6

I am having trouble reconciling between several terms in MDS. According to [1], Section 14.8, Classical MDS takes similarities as inputs. In [2], also cited in Wikipedia, Classical MDS takes dissimilarities as inputs.

What is the agreed upon terminology?

[1] Hastie, T, R Tibshirani, and JH Friedman. The Elements of Statistical Learning. Springer, 2003.

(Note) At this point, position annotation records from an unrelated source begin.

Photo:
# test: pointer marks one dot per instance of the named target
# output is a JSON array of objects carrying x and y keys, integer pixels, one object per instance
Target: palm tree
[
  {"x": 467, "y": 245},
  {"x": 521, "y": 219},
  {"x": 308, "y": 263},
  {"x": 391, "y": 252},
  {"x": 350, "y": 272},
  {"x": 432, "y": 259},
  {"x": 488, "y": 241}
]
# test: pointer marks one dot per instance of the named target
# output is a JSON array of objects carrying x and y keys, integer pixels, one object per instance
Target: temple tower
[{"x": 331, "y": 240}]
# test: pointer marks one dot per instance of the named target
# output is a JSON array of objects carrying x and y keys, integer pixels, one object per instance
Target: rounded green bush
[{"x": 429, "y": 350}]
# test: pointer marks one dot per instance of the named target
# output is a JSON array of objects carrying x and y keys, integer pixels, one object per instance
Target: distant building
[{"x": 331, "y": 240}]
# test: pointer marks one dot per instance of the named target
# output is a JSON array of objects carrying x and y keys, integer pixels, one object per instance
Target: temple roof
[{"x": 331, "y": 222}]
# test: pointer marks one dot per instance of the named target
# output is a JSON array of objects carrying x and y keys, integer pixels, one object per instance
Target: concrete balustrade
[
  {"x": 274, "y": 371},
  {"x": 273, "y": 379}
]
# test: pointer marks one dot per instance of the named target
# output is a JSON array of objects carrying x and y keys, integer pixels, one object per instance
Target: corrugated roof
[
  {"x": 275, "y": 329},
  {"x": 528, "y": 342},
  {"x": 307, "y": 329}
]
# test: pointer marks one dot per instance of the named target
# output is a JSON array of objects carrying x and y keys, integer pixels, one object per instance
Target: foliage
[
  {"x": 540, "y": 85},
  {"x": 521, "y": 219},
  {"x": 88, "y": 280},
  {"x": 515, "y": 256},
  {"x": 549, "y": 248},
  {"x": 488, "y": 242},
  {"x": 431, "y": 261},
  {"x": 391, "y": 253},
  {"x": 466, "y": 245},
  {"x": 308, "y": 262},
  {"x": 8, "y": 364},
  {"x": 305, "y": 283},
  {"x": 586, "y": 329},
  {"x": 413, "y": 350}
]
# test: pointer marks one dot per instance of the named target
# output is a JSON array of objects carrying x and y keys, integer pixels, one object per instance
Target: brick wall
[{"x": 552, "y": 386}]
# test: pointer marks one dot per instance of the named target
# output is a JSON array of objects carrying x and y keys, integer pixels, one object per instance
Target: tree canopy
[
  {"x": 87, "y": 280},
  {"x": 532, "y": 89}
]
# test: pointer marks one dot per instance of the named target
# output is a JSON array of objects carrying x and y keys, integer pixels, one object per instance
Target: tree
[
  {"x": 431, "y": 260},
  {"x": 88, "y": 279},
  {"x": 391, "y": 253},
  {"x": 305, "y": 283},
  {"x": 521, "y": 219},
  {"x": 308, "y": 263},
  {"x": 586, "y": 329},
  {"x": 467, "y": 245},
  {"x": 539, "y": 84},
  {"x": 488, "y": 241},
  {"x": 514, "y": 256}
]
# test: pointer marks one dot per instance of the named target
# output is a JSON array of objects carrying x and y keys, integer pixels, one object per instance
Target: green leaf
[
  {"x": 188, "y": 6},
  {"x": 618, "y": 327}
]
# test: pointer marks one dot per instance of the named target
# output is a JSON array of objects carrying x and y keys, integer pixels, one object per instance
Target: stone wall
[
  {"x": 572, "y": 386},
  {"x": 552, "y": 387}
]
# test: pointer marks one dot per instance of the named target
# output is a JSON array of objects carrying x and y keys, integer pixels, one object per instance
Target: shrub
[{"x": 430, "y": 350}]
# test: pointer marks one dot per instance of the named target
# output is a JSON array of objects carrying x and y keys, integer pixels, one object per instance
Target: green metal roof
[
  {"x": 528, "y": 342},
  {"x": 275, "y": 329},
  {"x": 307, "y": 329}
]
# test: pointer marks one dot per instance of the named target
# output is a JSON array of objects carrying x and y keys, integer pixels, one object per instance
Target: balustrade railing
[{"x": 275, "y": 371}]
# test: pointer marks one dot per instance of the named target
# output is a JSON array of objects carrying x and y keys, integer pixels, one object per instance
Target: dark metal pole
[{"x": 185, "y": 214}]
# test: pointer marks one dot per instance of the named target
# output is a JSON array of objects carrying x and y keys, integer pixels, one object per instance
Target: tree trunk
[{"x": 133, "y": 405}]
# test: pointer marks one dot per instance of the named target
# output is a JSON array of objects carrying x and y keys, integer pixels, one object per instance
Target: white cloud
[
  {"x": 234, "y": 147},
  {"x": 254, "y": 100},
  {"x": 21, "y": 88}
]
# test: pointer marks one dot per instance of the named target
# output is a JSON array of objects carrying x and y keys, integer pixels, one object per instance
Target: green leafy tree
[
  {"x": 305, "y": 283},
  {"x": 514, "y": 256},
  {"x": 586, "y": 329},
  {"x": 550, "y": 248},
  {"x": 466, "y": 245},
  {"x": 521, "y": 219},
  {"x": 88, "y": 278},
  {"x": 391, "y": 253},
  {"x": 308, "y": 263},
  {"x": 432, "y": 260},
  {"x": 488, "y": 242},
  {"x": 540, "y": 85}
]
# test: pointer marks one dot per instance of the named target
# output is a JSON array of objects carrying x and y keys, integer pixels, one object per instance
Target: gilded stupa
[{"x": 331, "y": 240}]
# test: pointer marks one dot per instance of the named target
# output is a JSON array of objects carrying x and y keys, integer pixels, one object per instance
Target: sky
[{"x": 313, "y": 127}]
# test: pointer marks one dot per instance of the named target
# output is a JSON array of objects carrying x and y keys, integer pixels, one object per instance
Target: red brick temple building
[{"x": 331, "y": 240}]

[2] Borg, I., and P. J. F. Groenen. Modern Multidimensional Scaling: Theory and Applications. 2nd edition. New York: Springer, 2005.

JohnRos
  • 5,336
  • 26
  • 56
  • 2
    I suppose you may be mistaken. Term "Classic MDS" or "simplest MDS" is usually understood as unweighted euclidean MDS, that is, not INDSCAL model. Classic MDS works with one matrix. It can be similarities or dissimilarities. Usually a program first converts the first into the second and proceeds. Because the algorithm itself is typically written for dissimilarities. – ttnphns Apr 24 '15 at 14:30
  • Plugging similarities or dissimilarities in the squared stress function leads to different solutions (see discussion in [1] between Eq(14.100) and Eq.(14.101)). It is thus of importance to define which goes into the stress function. – JohnRos Apr 24 '15 at 14:33

1 Answers1

5

These two books are in full agreement.

Classical multidimensional scaling (where by "classical MDS" I understand Torgerson's MDS, following both Hastie et al. and Borg & Groenen) finds points $z_i$ such that their scalar products $\langle z_i, z_j \rangle$ approximate a given similarity matrix as well as possible. However, any dissimilarity matrix can be converted into a similarity matrix: dissimilarities are assumed to be Euclidean distances, from which centered scalar products can be computed and taken as similarities.

So the algorithm of classical/Torgerson MDS is as follows: $$\text{Euclidean distances}\to\text{Centered scalar products}\to\text{Optimal mapping},$$ i.e. $$\text{Dissimilarities}\to\text{Similarities}\to\text{Optimal mapping}.$$ What you consider an "input" here, does not really matter.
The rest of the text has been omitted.